O que dizem sobre nós
Inevitabilidades
Vem aí uma criança na sua vida? Antes de mais, muitos parabéns. Não vou pelo discurso convencional do “que seja uma hora pequenina”, “que vos deixe dormir à noite” ou “já tem nome?” (já agora, se ainda não tem nome, lembro que Vasco é sempre uma opção. Especialmente se a criança for rapaz.) Não vou por aí. Não. Se vem aí um bebé, vou é pedir-lhe que leia este texto com muita atenção. Porque as situações que vou escrever vão acontecer-lhe. Garanto-lhe. Tudo o que vai ler a seguir é tão inevitável quanto uma cena de nudez na Guerra dos Tronos. Ou num videoclip da Ana Malhoa. São, basicamente, inevitabilidades nesta coisa de ser progenitor.
Vai sempre achar que o seu filho é o bebé mais bonito de todos. Mesmo que diga a si mesmo “eu é que não vou ser desses pais…”. Tenho notícias para si. Ai vai, vai. Sempre que vir outra criança, vai sair-lhe um “ai que bonito!”, mas no fundo a sua vontade é dizer “sim, até não está mal, mas o meu é muito mais bonito!” Vai dar por si a ver crianças na rua e a comparar com a sua. E o seu bebé vai ganhar essa competição como se fosse o Barcelona a jogar nos Distritais de Aveiro. É inevitável.
Lembra-se de encontrar aqueles seus amigos e o assunto ser única e exclusivamente futebol? Pois agora, se esses amigos também forem pais, quando os encontrar vão continuar a falar de futebol, porque há coisas que não mudam. Mas até chegar ao assunto “bola”, a conversa será sobre tácticas para adormecer crianças, sobre a quantidade de xixi que já levaram em cima e uma apresentação das 357 fotos das respectivas crianças que cada um tem no telemóvel. Todas elas iguais. É inevitável.
Tem um acontecimento especial. Um aniversário. Uma festa da empresa. Vestiu-se a rigor. Já nem se lembra da última vez que teve um tempinho para si. Sente-se impecável. Está absolutamente imaculado/a. Antes de sair, percebe que, nas horas que se vão seguir, vai estar fora de casa e vai sentir saudades da criança.
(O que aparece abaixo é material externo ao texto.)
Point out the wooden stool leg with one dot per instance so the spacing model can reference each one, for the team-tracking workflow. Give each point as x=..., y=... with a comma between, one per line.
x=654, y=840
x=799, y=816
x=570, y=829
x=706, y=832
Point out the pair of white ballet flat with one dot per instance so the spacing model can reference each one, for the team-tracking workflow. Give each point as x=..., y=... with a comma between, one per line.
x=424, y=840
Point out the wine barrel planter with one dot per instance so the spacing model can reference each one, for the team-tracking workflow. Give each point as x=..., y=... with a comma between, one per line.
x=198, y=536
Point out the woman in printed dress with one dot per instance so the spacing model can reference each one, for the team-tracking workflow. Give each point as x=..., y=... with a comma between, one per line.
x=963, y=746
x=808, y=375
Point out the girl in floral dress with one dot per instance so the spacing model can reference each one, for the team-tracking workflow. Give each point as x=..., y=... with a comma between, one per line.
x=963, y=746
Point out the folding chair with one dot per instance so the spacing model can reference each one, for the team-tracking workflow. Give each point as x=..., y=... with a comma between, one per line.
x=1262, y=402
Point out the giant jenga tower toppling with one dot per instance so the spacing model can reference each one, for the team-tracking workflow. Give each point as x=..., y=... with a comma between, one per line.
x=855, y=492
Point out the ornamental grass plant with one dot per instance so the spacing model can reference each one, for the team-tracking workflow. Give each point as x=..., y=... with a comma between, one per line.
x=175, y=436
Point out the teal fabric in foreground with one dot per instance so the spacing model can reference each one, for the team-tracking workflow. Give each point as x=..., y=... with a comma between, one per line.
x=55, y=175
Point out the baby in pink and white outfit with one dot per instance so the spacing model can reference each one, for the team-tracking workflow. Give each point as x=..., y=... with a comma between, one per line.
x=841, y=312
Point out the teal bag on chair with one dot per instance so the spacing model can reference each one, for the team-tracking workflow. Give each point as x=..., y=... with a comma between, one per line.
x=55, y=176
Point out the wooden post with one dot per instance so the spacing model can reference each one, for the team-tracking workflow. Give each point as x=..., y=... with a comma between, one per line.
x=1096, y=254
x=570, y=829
E isso vai custar. Por isso, decide pegar no bebé para lhe dar um beijo antes de sair de casa. A criança vai bolçar para cima de si. É inevitável.
Decide fazer um programa só com ele/ela. Ideia: deixar o miúdo nos avós, depois ir jantar fora, ir à sessão da meia-noite no cinema ver o último do Tarantino, voltar para casa e só ir buscar a criança aos avós no dia seguinte. O que acontece na realidade? É deixar o miúdo nos avós, ir jantar fora, voltar para ir buscar o miúdo e ir para casa. “Que se lixe o filme. Estou com saudades do pirralho e o Tarantino está em DVD não tarda”. É inevitável.
Vai ao super-mercado. Enquanto olha para a prateleira e pensa se o melhor é levar as fraldas do tamanho 2 ou o tamanho 3 – “porque o miúdo não pára de crescer e não vale a pena estar a comprar não sei quantos pacotes de fraldas que daqui a uma semana já lhe estão apertadas e coitadinha da criança que vai ficar desconfortável toda apertadinha” – vai dar por si a abanar o carrinho das compras como se fosse o carrinho do bebé. É inevitável. É capaz de ser estranho para quem esteja a ver. No entanto, as bananas, o leite condensado e o alho francês que já estavam dentro do carrinho vão adorar.